Modern organizations record enormous amounts of data for auditing, supervision and the like. Companies like Amazon double dip into their internal data needed for tracking successful deliveries and assessing operational efficiency, turning that treasure trove into a way of pleasing customers almost “for free.”
This could easily be applied at hospitals. Most of the medical staff that would come into my mom’s room would scan her patient information bracelet or use the in-room computer as part of their duties. The hospital almost certainly records who accesses those records and where they did.
Such logs could make it possible to track progress towards when the doctor is going to walk in or Mom was going to be wheeled to the imaging lab. Overworked doctors and nurses wouldn’t need to put in a single bit of additional effort.
The information is already there. Why not share it?
Raw logs would be useless to patients, but the simplest algorithm could use past and present data to accurately estimate how long a nurse or lab trip was away from a given patient. Why not reveal that to the patient on an in-room daily itinerary screen?
Even my license bureau — we know how concerned those places are with our well being — does that much on big screens in the waiting area now. If the DMV can make a small nod to caring for customers, a place allegedly focused on healing surely could too.

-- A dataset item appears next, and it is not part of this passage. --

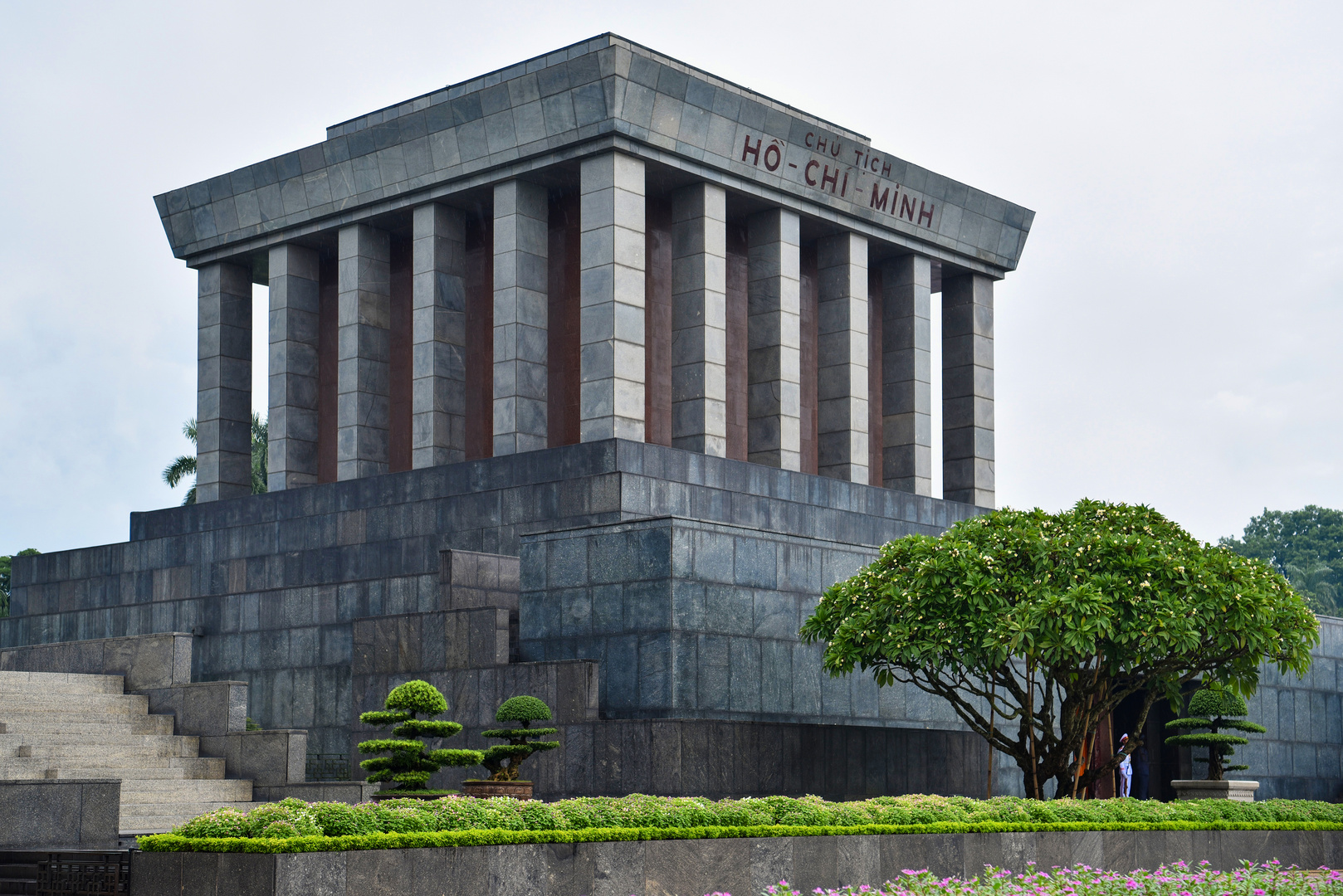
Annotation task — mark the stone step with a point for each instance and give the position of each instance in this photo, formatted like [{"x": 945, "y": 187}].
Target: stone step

Anything that lowers stress even a jot by making the upended world one experiences in a hospital more stable would be a gain. Let patients focus on healing rather than worrying.

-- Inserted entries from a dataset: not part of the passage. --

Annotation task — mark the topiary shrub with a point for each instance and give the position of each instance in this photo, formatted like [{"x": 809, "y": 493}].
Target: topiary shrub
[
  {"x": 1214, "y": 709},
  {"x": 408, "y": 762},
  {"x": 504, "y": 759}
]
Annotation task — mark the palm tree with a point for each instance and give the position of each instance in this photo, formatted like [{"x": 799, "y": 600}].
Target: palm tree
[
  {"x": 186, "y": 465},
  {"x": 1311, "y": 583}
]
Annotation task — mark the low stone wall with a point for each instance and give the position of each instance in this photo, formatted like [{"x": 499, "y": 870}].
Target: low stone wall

Likewise the patient’s families. Many people come home needing substantial care, but time a caregiver should be resting and preparing ahead of discharge is often spent instead in institutional halls, hoping for a chance encounter with a doctor who can provide an update.

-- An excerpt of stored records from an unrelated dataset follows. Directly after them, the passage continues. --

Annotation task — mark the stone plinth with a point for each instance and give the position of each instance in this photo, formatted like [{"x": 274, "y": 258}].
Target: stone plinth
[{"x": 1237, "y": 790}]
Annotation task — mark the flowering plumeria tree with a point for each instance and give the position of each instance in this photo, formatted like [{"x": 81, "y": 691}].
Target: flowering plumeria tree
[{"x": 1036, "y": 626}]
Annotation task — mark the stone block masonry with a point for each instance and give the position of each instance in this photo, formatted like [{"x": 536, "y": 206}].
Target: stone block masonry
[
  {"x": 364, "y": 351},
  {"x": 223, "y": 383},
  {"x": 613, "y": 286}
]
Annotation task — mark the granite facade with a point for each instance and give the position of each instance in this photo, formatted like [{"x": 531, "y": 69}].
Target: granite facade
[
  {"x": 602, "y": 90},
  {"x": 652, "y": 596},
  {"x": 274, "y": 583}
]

It has been a quarter century since the first time Pizza Hut told me to get my tastebuds ready for dinner. A notification letting me know the estimated ETA for the doctor stopping by my mom’s room soon wouldn’t have seemed out of place — it’s absence does.
This screenshot looks old because it is. Here is a pizza I was able to successfully track twenty two years ago. Yes, it turned out delicious. (Credit: Timothy R. Butler)
We have the means, the hospitals have the resources to implement it and everyone would benefit. Even the hospitals would benefit, as frazzled staff got relief from folks like me asking for updates. That same study on communication even found improving communication lowered medical providers’ risk of malpractice suits.
If dinner and SD cards are worth notifications, we’re well past the time for updates on whether Mom had a stroke or not. That I even need to say this is unacceptable.
We know how to do precision tracking. It’s time to deliver it for matters of life and death, not just takeout.